Bald darauf war ich an der Reihe, weil ich um die Erlaubnis gebeten hatte, im Sommer Söckchen zu tragen. «Wann hörst du endlich auf, Mimi Antonin in allem, was sie tut, nachäffen zu wollen, wenn sie in den Ferien zu ihrer Großmutter kommt? Mimi Antonin ist aus Paris, und du bist von hier. Sollen die Pariser Kinder im Sommer doch ihre dünnen Waden ohne Strümpfe zeigen und im Winter ihre zu kurzen Hosen und arme, rotgefrorene Oberschenkel. Die Pariser Mütter helfen dem allem ab, indem sie ihren Kindern, wenn sie vor Kälte schlottern, ein weißes Pelzkrägelchen umlegen. Bei sehr großer Kälte setzen sie ihnen noch eine dazu passende Pelzmütze auf. Und außerdem fängt man nicht mit elf Jahren an, Söckchen zu tragen. Bei den Waden, die du von mir hast? Du würdest ja aussehen wie eine Seiltänzerin, und es fehlte dir nur noch ein Sammelteller aus Blech.»

So sprach sie, und ohne je nach Worten zu suchen oder ihre Waffen loszulassen; Waffen nenne ich ihre zwei Paar «Augengläser», ein Taschenmesser, häufig auch eine Kleiderbürste, eine Heckenschere, alte Handschuhe, manchmal das zu einem dreilappigen Rackett geflochtene Zepter aus Weide, das «Klopfer» heißt und dazu dient, Vorhänge und Möbel auszuklopfen. Die Phantasie meiner Mutter unterwarf sich nur den Daten, die in der Provinz mit Hausputz, großer Wäsche und dem Einmotten von Wollsachen und Pelzen gefeiert werden. Aber weder kroch sie gerne in Schränken herum noch roch sie gerne das modrige Kampferpuder, das sie übrigens durch einige in Stücke geschnittene Zigarren, die Rückstände aus den Meerschaumpfeifen meines Vaters, und dicke Spinnen ersetzte, die sie in den wildreichen Schrank, die Zuflucht der silbernen Milben, sperrte.

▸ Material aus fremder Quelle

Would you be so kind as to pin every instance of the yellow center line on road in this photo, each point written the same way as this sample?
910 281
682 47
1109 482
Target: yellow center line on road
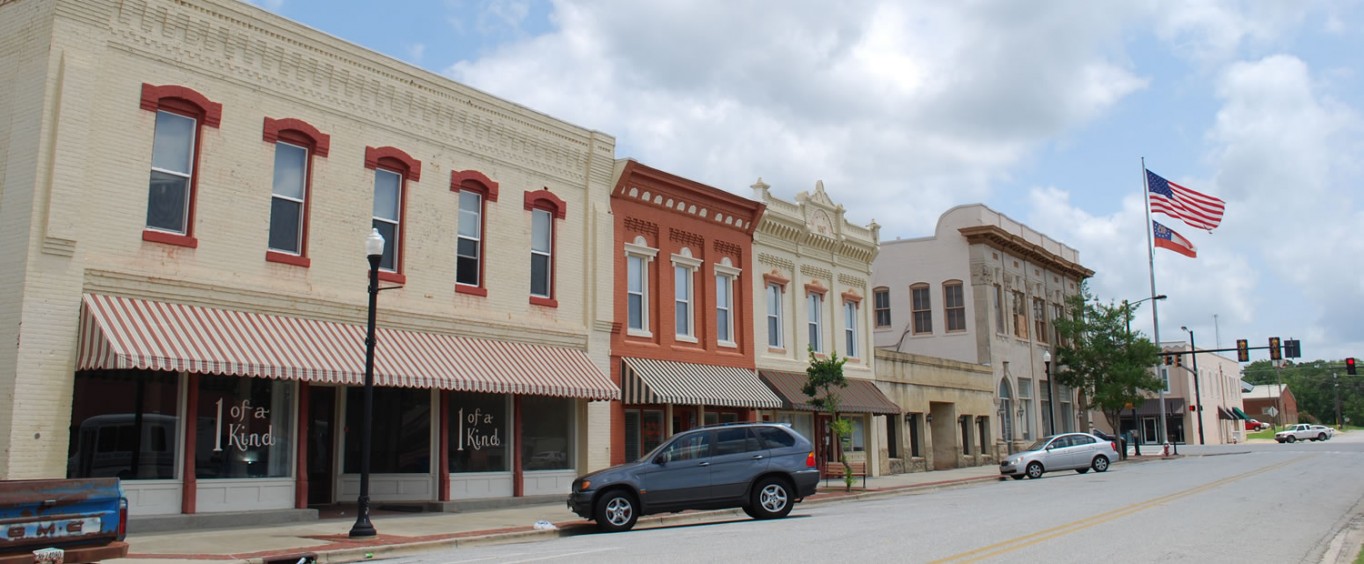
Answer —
1075 526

Sie war zwar flink und immer in Bewegung, aber keine übereifrige Hausfrau; sauber, reinlich, zimperlich, aber weit entfernt von der Manie, mit der manche Frauen Handtücher, Zuckerstückchen und volle Flaschen zählen. Das Staubtuch in der Hand und das Dienstmädchen beaufsichtigend, das in aller Gemütlichkeit Fenster putzte und dem Nachbarn zulachte, entfuhren ihr nervöse Schreie, ungeduldige Rufe nach Freiheit.

«Wenn ich meine chinesischen Tassen lange und sorgfältig abtrockne, spüre ich, wie ich alt werde», sagte sie.

Sie führte ihre Arbeit pflichtgetreu zu Ende. Dann ging sie die zwei Stufen unseres Hauseingangs hinunter und war im Garten. Auf der Stelle fielen mürrische Erregung und Groll von ihr ab. Alles Pflanzliche wirkte auf sie wie ein Gegengift, und sie hatte eine merkwürdige Art, die Rosen am Kinn hochzuheben, um ihnen mitten ins Gesicht zu schauen.

«Siehst du, wie sehr dieses Stiefmütterchen mit seinem runden Bart Heinrich VIII. von England ähnlich sieht», sagte sie. «Eigentlich mag ich diese Haudegengesichter nicht besonders, die die gelb-violetten Stiefmütterchen haben …»

 

In meinem Geburtsort hätte man keine zwanzig Häuser ohne Garten zählen können. Die am schlechtesten bedachten hatten einen Hof, bepflanzt oder nicht, mit Weinlauben oder ohne. Hinter jeder Fassade verbarg sich ein weitläufiger «Hintergarten», der mit gemeinsamen Mauern an die anderen Hintergärten grenzte. Diese Hintergärten prägten das Dorf. Hier lebte man im Sommer, hier wurde gewaschen; im Winter wurde hier Holz gehackt, zu jeder Jahreszeit wurde hier gearbeitet, und die Kinder, die in den Schuppen spielten, saßen wie die Hühner auf den Leitern der ausgespannten Heuwagen.

Die eingefriedeten Grundstücke, die neben unserem lagen, forderten keine Geheimnistuerei: der abschüssige Boden, hohe und alte Mauern, Vorhänge aus Bäumen schützten unseren «oberen Garten» und unseren «unteren Garten». Die tönende Flanke des Abhangs warf die Geräusche zurück, trug die Neuigkeiten aus dem von Häusern umringten «Gemüse-Atoll» hinunter in den «Vergnügungspark».